Flipnosis In The Classroom

Teachers can spend a lot of time coaxing and cajoling in order to get some students working. They need gentle persuasion. Then there are those that need almost force-feeding to get anything done.

Persuading isn’t easy but one way to do it is flip. I don’t mean lose it and go mad but flip the script and do the unexpected.

According to Kevin Dutton and author of Flipnosis: The Art of Split-Second Persuasion, certain behaviours will disable the brain’s cognitive security system. Basically the brain does a double-take that leaves it open to suggestion. For a split-second after something unexpected happens, cognitive function is disabled which gives us the chance to plant a suggestion. Flipnosis is black-belt mind control.

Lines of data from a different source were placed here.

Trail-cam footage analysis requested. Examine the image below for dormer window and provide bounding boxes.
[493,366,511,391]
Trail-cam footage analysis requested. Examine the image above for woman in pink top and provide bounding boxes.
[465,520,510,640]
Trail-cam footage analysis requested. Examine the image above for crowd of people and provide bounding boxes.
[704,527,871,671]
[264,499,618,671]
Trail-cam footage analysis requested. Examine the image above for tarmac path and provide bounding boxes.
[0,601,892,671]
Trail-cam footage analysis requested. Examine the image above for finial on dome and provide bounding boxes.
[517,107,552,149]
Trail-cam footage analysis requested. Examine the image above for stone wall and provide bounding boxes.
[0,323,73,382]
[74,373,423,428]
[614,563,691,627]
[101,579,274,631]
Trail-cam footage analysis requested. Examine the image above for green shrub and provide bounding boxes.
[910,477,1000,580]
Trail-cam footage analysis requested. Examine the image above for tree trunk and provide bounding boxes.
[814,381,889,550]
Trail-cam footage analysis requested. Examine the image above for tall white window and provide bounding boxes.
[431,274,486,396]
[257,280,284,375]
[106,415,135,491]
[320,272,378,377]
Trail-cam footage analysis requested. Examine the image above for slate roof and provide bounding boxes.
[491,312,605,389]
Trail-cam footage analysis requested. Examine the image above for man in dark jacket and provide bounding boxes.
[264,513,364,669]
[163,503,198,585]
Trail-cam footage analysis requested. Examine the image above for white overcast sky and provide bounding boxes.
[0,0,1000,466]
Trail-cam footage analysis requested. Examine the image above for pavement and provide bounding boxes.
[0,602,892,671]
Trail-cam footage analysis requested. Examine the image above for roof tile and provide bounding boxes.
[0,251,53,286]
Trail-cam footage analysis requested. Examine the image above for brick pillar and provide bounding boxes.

Dutton identifies 5 principles related to persuasion using the acronym SPICE:

1. Simplicity: simple messages tend to be more persuasive.

2. Perceived interest: recipients of a message subconsciously ask themselves ‘What’s in it for me?’

3. Incongruity: surprise means people notice the message and noticing is a precondition for persuasion.

4. Confidence: confidence convinces.

5. Empathy: you are more likely to persuade others if you are seen to be (or to have been) in the same boat.

It is the incongruous that we can play on in the classroom by doing the unexpected and introducing something that will jar learners and get their attention. For example, rather than tell everyone how to pass their exams give them tips on how to fail them. This will wake them up.

Whatever you are teaching needs to be tweaked so that it doesn’t follow the mindless bullet-points of Teacher Guides. Add an unexpected element, add a shock, add a bit of difference and then, as LouAnne Johnson (2013) says, “grab your students by their brains”.

Incongruity works because it is the psychological equivalent of a magician’s misdirection of the audience’s attention. Plan counter-intuitive approaches into your lesson plans and deliberately ambush expectations and take your learners emotions hostage.

Teachers need to be expert flipnotists and always have them guessing. Jedi mind tricks and the element of surprise is our greatest weapon.